Election Section

Teens sentenced for attack on Mexican workers

By Ben Fox, The Associated Press
Saturday June 01, 2002

The assaults were racially  

motivated, prosecutors say 

 

SAN DIEGO — A group of teenagers who attacked five Mexican farm workers were sentenced Friday to terms ranging from four months in a youth detention camp to time in adult prisons in a case that caused widespread outrage and became a test for a state juvenile justice initiative. 

Judge James Milliken rejected defense lawyers’ requests to sentence the teens as juveniles, citing the severity of the July 5, 2000, attack on the men in a San Diego canyon. 

“The fact that this behavior is possible is a sad commentary on the community,” Milliken said. “I, for one, feel we have to tell the community that we are not going to put up with it.” 

Four teens sentenced Friday were part of a group of eight who, according to prosecutors, hunted down and severely beat the farm workers in a racially motivated attack. They used clubs, steel rods and BB guns to assault and rob the men at their encampment near the nursery where they worked. 

The four pleaded no contest to charges that included assault with a deadly weapon with a special hate-crime allegation, robbery and elder abuse. The victims were in their 60s at the time. 

Three other teens who pleaded no contest to similar charges and one who pleaded guilty are scheduled to be sentenced July 23. 

The most lenient sentence handed down Friday, 120 days in a youth camp, went to Morgan Victor Manduley, 17, who the prosecutor called the “least culpable” in the attack. 

Manduley was the lead plaintiff in a challenge to Proposition 21, the 2000 state law that allows prosecutors to try juveniles as adults for violent offenses without a judge’s approval. 

In April, the state Supreme Court upheld the voter-approved initiative. Milliken said that even though he didn’t support the measure, he was obligated to abide by it during sentencing. 

Jason Wayne Beever, 16, was ordered to serve 180 days in a youth camp. Both Beever and Manduley were given five years of probation and ordered to attend a class on racial sensitivity and perform 200 hours of community service. 

Two other defendants who prosecutors said played more serious roles in the attack — Adam Mitchell Ketsdever, 18, and Bradly Hunter Davidofsky, 17 — were ordered to serve 90 days in an adult state prison. After that time, their cases will be reevaluated and Milliken could sentence them to as much as 15 years in prison. He could also send them to county jail or release them. 

Michael Anthony Rose, 17, was scheduled to be sentenced Friday, but his case was postponed until July 23 to enable lawyers to determine whether he is eligible to be sent to the California Youth Authority because he was younger than 16 at the time of the crime. 

During much of the proceeding, Manduley and Beever could be seen crying as they say in the jury box, accompanied by their lawyers. The three other defendants showed little emotion, other than to bow their heads occasionally. 
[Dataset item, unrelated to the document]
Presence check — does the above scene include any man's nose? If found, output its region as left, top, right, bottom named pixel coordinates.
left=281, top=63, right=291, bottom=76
Two of the victims, Anastacio Irigoyen, 71, and Alfredo Sanchez, 64, were in court and listened to the proceeding through an interpreter. Facing the two men, Manduley said: “I would really like to apologize to all the men involved in this incident.” 

Ketsdever, whose actions prosecutor Hector Jimenez had called “sadistic,” also apologized, saying, “I am truly sorry for what I’ve done and I hope that some day I might make it up to you and your families.” 

Jimenez called Davidofsky the “most responsible” for the attack. “I think Mr. Davidofsky deserves to go to prison,” he said. 

The attack sparked strong reaction across San Diego. Latino organizations called for harsh punishment of the teenagers, who come from the relatively affluent neighborhood of Rancho Penasquitos. Manduley’s father is a Navy commander who is a Cuban immigrant. 

In reaction to the sentences, Luis Natividad of the Latino/Latina Unity Coalition of San Diego said: “We’re satisfied that they didn’t get off. ... They should do some time.” 

A civil lawsuit filed against the boys’ families ended in January with agreements to have about $1.4 million divided among the victims, who were legally employed at the nursery. 

Irigoyen, who now lives in La Paz, Mexico, said he feels lingering effects from the attack. “They left me there for dead,” he said. “They should be punished as adults.” 

In speaking to the court, Sanchez said he still has five BB pellets embedded in his body, including one below his right eye and two in his ear. “I want justice according to the law,” he said. 

When police found Sanchez after the beating, he was in a fetal position in his hut and unable to come out. “The defendants admitted they shot the hell of him,” Jimenez said. 

“It is completely upsetting that these young men could be so callous, that they could treat these men like animals,” he added.